A garden isn’t just a stretch of greenery beside your house. It should ideally be broken up by pathways and flowerbeds. This doesn’t just provide a visual contrast; it also serves an important function. Gardens just wouldn’t be as enjoyable if you were forced to trample over the grass. And this obviously applies especially to the front of your house, as you’ll need a driveway on which to park your car. Paved driveways look fantastic as well as serving this purpose. But, like garden pathways, they’ll need regular maintenance if they’re to continue to look their best.
Get the Installation Right
If your garden paving is of inferior quality, or isn’t installed competently in the first place, then the chances are strong that it won’t last the distance. If you’ve ever seen how dreadful paving looks when its uneven, then you’ll be familiar with this problem. A lack of support at the base can cause bricks to shift over time. And if there isn’t a sufficient slope, then your paving won’t be able to drain properly – which will place pressure on the surface.
It’s invariably better to hire a professional to get this job done. They will be able to bring special expertise to the job, as well as specialised tools like compactors.
Leaving debris, like fallen leaves, to accumulate on your paving, can prove a bit of a problem in the long-run. Over time this plant matter will break down, spreading tannin and grime and microscopic seeds across the paving. It’s much simpler to just sweep (or suck) this up while it’s in a dry state.
The gaps between your paving slabs provide a perfect environment for moss and other plant-life to take hold. Keep on top of this with a wire brush. These are inexpensive and easy to use.

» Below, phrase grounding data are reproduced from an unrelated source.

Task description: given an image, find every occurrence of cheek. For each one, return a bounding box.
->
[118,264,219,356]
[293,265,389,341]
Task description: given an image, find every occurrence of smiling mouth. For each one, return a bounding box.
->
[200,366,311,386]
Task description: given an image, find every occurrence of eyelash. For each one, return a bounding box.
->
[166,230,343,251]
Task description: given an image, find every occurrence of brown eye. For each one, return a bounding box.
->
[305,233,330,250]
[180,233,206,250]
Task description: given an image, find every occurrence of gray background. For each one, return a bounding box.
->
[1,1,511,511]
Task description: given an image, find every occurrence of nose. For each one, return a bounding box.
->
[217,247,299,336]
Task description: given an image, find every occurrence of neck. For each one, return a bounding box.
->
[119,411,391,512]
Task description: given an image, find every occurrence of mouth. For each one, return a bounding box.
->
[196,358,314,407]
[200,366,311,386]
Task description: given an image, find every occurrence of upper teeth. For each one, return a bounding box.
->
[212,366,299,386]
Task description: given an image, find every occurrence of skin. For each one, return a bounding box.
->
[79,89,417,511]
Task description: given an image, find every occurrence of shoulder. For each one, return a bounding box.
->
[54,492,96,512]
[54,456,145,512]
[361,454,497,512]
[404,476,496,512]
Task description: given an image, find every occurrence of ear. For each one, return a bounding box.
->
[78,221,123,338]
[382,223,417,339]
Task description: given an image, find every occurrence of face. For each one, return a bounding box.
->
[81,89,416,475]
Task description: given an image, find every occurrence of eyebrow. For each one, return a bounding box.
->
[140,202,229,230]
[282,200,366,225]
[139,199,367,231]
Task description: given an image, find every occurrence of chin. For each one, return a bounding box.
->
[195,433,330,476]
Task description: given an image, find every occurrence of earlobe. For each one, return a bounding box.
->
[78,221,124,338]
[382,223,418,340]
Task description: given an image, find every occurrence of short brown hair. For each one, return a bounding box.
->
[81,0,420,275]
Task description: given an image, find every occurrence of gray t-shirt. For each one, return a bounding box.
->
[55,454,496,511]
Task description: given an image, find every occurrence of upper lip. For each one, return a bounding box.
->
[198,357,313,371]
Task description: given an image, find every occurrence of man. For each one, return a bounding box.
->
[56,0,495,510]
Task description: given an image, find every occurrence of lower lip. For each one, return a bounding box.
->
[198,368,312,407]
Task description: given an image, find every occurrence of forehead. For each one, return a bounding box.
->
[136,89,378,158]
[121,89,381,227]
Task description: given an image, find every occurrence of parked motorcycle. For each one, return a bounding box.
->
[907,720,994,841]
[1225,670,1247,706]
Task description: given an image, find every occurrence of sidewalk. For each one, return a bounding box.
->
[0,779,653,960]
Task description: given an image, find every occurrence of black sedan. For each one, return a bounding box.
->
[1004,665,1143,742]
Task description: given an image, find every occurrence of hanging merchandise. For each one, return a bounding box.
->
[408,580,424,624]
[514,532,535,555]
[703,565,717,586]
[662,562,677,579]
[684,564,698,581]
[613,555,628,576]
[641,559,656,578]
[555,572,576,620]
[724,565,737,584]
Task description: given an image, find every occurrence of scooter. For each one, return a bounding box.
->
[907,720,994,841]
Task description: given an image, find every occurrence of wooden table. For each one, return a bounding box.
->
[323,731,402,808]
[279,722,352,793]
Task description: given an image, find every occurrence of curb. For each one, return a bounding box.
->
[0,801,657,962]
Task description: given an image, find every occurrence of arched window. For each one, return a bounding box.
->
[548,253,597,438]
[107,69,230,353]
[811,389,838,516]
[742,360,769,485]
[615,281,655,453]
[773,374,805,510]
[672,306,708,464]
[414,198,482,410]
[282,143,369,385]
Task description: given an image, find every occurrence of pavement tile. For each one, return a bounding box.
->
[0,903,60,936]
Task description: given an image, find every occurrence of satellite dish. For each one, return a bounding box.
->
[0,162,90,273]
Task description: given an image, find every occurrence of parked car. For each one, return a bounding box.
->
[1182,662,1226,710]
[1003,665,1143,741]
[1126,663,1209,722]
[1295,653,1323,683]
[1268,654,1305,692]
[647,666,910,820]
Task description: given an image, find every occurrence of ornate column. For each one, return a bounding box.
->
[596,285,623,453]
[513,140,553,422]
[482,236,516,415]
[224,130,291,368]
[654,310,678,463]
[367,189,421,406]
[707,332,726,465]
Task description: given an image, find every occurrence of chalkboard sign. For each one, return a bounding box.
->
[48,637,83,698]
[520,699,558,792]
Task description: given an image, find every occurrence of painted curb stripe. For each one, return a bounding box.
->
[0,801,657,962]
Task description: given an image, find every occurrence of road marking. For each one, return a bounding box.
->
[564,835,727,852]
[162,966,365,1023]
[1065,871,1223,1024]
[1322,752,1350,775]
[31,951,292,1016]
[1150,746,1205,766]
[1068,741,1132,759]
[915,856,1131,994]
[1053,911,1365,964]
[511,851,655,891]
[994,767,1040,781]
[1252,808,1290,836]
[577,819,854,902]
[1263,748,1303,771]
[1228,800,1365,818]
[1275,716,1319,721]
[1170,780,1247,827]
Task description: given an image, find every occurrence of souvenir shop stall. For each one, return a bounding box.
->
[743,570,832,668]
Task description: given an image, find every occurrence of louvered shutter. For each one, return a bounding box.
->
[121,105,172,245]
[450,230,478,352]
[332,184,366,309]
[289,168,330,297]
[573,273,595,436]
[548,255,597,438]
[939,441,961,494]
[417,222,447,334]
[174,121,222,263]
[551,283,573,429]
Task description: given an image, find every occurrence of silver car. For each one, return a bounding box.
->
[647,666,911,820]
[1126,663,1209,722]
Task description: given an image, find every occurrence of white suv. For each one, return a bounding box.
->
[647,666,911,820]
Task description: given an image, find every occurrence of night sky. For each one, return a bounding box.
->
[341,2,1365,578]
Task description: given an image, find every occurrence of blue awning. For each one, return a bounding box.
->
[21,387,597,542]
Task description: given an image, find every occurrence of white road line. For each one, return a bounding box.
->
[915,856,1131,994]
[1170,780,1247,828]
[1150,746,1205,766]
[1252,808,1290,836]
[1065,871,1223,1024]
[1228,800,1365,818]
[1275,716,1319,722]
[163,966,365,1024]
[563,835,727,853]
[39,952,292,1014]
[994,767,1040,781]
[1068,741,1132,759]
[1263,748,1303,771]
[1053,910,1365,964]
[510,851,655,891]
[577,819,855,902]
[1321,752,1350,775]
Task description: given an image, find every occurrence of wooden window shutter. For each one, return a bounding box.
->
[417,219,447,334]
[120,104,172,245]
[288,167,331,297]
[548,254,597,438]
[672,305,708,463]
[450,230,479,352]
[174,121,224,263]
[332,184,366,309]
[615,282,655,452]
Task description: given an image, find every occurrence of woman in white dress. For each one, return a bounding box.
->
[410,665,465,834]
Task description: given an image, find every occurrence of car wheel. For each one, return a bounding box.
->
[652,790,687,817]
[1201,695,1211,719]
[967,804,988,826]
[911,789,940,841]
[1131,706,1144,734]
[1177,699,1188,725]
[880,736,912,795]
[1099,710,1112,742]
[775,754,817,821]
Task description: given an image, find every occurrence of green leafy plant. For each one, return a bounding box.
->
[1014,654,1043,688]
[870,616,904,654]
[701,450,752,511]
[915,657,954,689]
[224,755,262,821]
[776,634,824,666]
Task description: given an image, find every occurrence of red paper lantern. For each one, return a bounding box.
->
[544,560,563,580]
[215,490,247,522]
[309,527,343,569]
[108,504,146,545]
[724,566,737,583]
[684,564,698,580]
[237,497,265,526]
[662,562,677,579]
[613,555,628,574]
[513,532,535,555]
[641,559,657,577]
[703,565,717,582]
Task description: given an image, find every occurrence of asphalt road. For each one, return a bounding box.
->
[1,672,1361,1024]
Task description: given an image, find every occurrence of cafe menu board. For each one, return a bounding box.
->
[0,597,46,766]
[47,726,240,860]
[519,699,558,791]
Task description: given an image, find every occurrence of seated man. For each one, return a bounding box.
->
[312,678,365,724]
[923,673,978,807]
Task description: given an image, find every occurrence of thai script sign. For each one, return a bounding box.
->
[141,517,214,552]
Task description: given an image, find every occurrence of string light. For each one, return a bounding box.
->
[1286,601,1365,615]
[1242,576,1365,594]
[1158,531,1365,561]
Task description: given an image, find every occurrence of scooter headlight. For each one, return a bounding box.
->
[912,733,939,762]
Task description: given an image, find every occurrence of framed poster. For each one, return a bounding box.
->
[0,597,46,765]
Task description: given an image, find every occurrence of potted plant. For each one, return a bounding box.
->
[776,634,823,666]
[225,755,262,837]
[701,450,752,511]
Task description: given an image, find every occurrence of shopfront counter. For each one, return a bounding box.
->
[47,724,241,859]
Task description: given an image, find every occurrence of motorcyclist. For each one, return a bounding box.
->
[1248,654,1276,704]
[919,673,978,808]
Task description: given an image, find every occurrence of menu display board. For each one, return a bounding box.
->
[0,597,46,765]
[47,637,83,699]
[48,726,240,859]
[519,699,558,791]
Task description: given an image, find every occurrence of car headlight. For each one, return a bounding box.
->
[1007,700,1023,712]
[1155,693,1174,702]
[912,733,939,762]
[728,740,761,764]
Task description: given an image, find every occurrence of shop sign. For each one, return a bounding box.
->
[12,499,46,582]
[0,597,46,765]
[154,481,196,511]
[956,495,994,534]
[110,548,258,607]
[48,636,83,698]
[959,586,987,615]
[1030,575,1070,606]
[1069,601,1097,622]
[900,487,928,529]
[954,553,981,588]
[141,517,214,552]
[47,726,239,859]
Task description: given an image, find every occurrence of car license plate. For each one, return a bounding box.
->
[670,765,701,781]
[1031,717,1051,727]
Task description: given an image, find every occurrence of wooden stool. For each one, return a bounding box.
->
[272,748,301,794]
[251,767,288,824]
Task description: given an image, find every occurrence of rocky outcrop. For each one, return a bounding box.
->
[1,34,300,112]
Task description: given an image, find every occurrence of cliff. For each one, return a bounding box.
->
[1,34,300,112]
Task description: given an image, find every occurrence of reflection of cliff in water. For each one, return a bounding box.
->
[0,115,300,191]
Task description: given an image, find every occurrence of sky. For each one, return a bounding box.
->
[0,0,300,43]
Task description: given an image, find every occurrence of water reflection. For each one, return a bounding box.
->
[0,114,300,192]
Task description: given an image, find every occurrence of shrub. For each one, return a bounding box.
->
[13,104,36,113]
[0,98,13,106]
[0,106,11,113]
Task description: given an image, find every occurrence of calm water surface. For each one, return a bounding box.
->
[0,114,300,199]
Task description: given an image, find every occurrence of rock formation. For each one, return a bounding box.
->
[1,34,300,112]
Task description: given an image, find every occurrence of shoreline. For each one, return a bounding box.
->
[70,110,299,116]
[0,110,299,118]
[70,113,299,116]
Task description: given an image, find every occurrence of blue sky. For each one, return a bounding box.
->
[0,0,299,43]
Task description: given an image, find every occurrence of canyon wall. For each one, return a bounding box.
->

Where weeds are taking hold, remove them by hand. For best results, you’ll want to try to take out the entire plant, including the roots, as this will prevent it from growing back. If the problem is widespread across all of your paving, then it might be time to consider more severe methods, like chemical weedkillers.
Keeping your paving tidy isn’t enough – you’ll also need to treat it to the occasional wash. Do this with soapy water rather than an acidic floor cleaner, as the acid content in some products can harm your paving. If you’re using a pressure-washer, then try to exercise caution around the more delicate joins in your paving – a blast of water can do real harm!